In the past decades, the approaches on how to take into account the coupling between the ground or sea surface and targets have been extensively studied. Johnson calculated the scattering of dielectric objects in a half space using the four-path method . Guan et al. computed the scattered fields of a perfectly electrical conducting (PEC) target above a finite PEC rough surface using the method of moment (MoM) and half-space Green’s function . Xpatch could be used to calculate the scattering by objects—either PEC or dielectric—above a dielectric rough surface using the high-frequency (HF) methods and generate the SAR images rapidly [3–5]. However, the parameters of the ground or sea surface, including the dielectric constant, and electric conductivity could not be enumerated.

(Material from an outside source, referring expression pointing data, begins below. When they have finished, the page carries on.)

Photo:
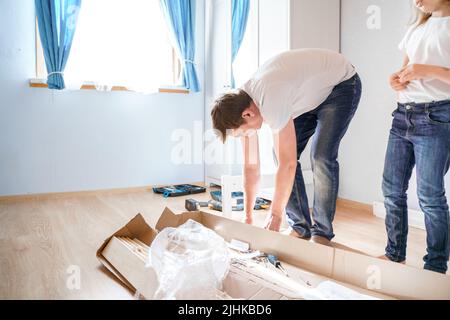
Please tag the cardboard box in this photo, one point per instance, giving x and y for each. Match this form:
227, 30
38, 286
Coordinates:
305, 261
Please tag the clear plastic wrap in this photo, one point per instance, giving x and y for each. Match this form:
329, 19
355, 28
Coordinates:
191, 262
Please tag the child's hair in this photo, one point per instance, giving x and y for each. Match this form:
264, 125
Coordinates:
422, 17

On the SAR image simulations, Franceschetti et al. developed a method to produce SAR raw signals, including the stripe and spotlight mode based on the Kirchhoff approximation (KA) method . Depending on this method, the ground or sea surface has been modeled as a rough surface divided by quadrilateral meshes, and the scattering from every mesh conforms to the Gaussian distribution. Xu and Jin generated a set of SAR images of wider scene with different vegetation and buildings using a mapping and projection algorithm (MPA) .
Under the point-target hypothesis, a real target consists of many scattering points or light spots in its SAR image. However, the light spots are not always appearing inside the SAR image, while they would change with the incident frequency and attitude angle of the target. Another obvious feature in the SAR image is that a shadow exists on the back to the radar sight. The shape of the radar shadow is similar to the shadow when illuminated by light but is not equal to that. The radar shadow is fuzzier than lighting shadow because of the coherent imaging mechanism and the resolution ratio. In the ATR system, the frequently used features include the location and intensity of the scattering centers, the contour of the target, and the shadow. However, the above features of a target alone will be different to those of the target above the ground or sea surface, while the latter will be used in the real ATR systems.
Hence the coupling between the surface and target must be considered when studying the target features in SAR images. In this paper, the frequency-domain scattered fields of targets above a rough surface are computed using the shooting and bouncing ray (SBR) technique and the truncated-wedge incremental-length diffraction coefficient (TW-ILDC) method. The SAR images of targets are then calculated by taking a two-dimensional (2D) IFFT on the scattered fields, in which the coupling effects have been investigated and interpreted in details. When taking IFFT, the resampling and window function methods are used to preprocess the raw frequency-domain data.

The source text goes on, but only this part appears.